Oct 17 KTVZ News: Iraq War victims’ families, one from C.O., sue big drug, medical-supply cos.
WASHINGTON – A group of American veterans and civilians, and their families — one from Central Oregon — filed a lawsuit against five major pharmaceutical and medical-supply corporations in federal court Tuesday, accusing them of knowingly or recklessly supporting an Iraqi terrorist group that attacked, killed, and wounded thousands of Americans in Iraq.
Financing for the group has come through a longstanding and continuing bribery scheme that many of the defendants have pursued for years and was designed to keep their profits high, the lawsuit alleges.
The defendants named in the lawsuit are the parent companies and/or subsidiaries of AstraZeneca plc (AZN), General Electric Company (GE), Johnson & Johnson (JNJ), Pfizer Inc. (PFE), and Roche Holding AG (RHHBY).

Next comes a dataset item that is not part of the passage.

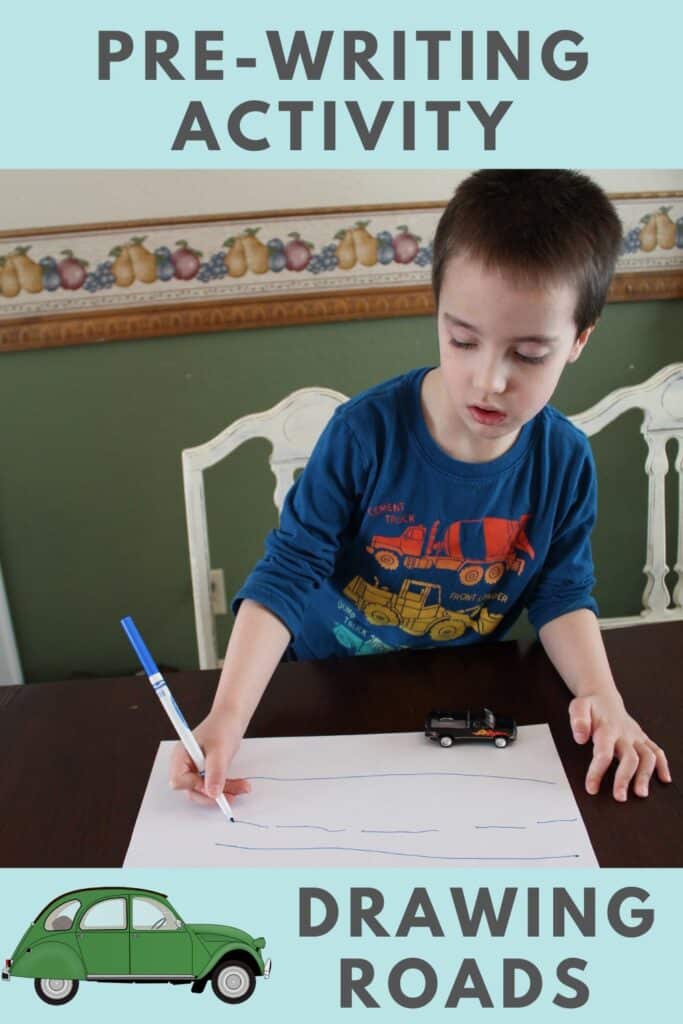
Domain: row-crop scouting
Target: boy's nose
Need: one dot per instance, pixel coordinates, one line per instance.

The defendants are being sued under the Anti-Terrorism Act by more than 100 Americans who were attacked or who had a family member attacked by the terrorist group Jaysh al-Mahdi (also known as JAM or the Mahdi Army).
The plaintiffs include the brother and sister of Deborah Klecker, a Sunriver resident and retired police officer who went to Iraq to train Iraqi police. She was killed on June 27, 2005 by an improvised explosive device planned and detonated by Jaysh al-Mahdi in eastern Baghdad, the lawsuit alleges.